Publication: Special Publication

Volume: 188

Issue:

Appears on pages(s): 577-590

Keywords: beam; calculation; deflection; fiber reinforced polymers; flexural; reinforced concrete; rods; sustained loading

Date: 8/1/1999

Abstract:
The effect of FRP material properties on the long-term deflection of concrete beams reinforced with FRP rods was investigated by the experiment of 17 beams reinforced by nine types of FRP rods and a beam reinforced by steel bars. Test results showed that the flexural stiffness of a cracked beam decreased rapidly with a reduction in tensile stiffness of the reinforcing rods.

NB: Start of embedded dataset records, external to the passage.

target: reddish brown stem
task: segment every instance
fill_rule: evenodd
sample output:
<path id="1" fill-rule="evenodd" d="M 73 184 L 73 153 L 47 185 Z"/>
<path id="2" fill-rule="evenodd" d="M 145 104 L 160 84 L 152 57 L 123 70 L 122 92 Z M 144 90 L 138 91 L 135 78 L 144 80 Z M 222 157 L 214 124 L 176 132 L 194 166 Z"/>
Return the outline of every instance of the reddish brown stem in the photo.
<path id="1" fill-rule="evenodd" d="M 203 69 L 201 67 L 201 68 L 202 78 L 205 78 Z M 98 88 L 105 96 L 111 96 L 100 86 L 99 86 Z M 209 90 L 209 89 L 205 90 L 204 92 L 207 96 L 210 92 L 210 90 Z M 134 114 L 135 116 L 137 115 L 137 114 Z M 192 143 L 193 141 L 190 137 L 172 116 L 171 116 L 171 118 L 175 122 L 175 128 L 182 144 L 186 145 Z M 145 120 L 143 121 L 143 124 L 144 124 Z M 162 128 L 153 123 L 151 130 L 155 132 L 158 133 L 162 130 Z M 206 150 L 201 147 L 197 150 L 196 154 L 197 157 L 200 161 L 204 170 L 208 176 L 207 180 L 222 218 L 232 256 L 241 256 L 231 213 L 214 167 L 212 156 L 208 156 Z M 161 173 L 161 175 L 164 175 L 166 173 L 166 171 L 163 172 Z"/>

Compared to the short-term deflection of beams, the long-term deflection of the FRP reinforced concrete beams at one week after loading increased on average by 17 percent, and 57 percent at 10 months. The material properties of FRP rods had a great effect on the long-term deflection of beams. The long-term deflection increase of beams with GFRP was the smallest among all of the tested beams, and oppositely, the deflection increase of beams with AFRP was greater than the average. The rate of increase in deflection of the beams reinforced with braided rods was about 10 percent smaller than that of beams with spiral rods. Contrasting, the rate of deflection increase of beams with ribbed rods was about 10 percent greater than that of beams with spiral rods.